With the rise of generative AI, everyone’s become obsessed with crafting the perfect prompts - writing guides, sharing templates, and even selling courses on how to talk to AI. But here’s an interesting observation: while we’re all getting better at communicating with AI, we’re still surprisingly bad at asking other humans for help. The contrast between these carefully crafted AI prompts and our casual requests to colleagues is striking, especially in technical environments.

The DevOps Communication Challenge

Working in DevOps, I see this play out daily. Here’s what typically lands in our Slack channels:

“Pipeline deployment failed in prod. Anyone around to help?”

Or my personal favorite: “The monitoring dashboard is red. Can someone take a look?”

In a DevOps world where minutes count and system reliability is everything, these vague requests create real problems. You end up with three people investigating the same issue, critical details surfacing way too late, and incidents taking twice as long to resolve as they should.
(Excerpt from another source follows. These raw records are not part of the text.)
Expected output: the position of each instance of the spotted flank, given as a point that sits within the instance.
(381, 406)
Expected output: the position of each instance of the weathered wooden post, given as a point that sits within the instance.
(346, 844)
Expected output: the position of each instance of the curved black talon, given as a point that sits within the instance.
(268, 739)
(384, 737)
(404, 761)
Better Ways to Ask for Help

Here’s what I’ve learned about making help requests that actually get results:

  1. Set the Scene Properly Instead of “The pipeline’s broken,” try “The main deployment pipeline is failing at the integration tests stage, error logs show connection timeouts to the test DB.”

  2. Target the Right People Don’t blast the whole DevOps channel if you know who owns the component. Be specific: “Need input from someone on the infrastructure team who’s familiar with our AWS auto-scaling setup.”

  3. Show You’ve Done Your Part Nothing gets help faster than showing you’ve already tried to solve it: “I’ve checked CloudWatch logs, confirmed IAM permissions, and rolled back the latest config change. Still seeing the errors below…”

  4. Be Clear About What You Need Rather than “How do I fix this?” try “Looking for suggestions on additional monitoring metrics to help identify what’s triggering these intermittent failures.”

Making It Work

It’s kind of ironic - all this focus on AI communication has highlighted how we could be doing better with human communication. The same things that make AI prompts effective - clarity, context, and specific details - are exactly what we need when asking colleagues for help.

Next time you’re about to ping your team with a quick “anyone seen this before?” message, take a moment to craft something more useful. In a world where we’re teaching machines to understand us better, we might as well apply those same principles to how we work with each other.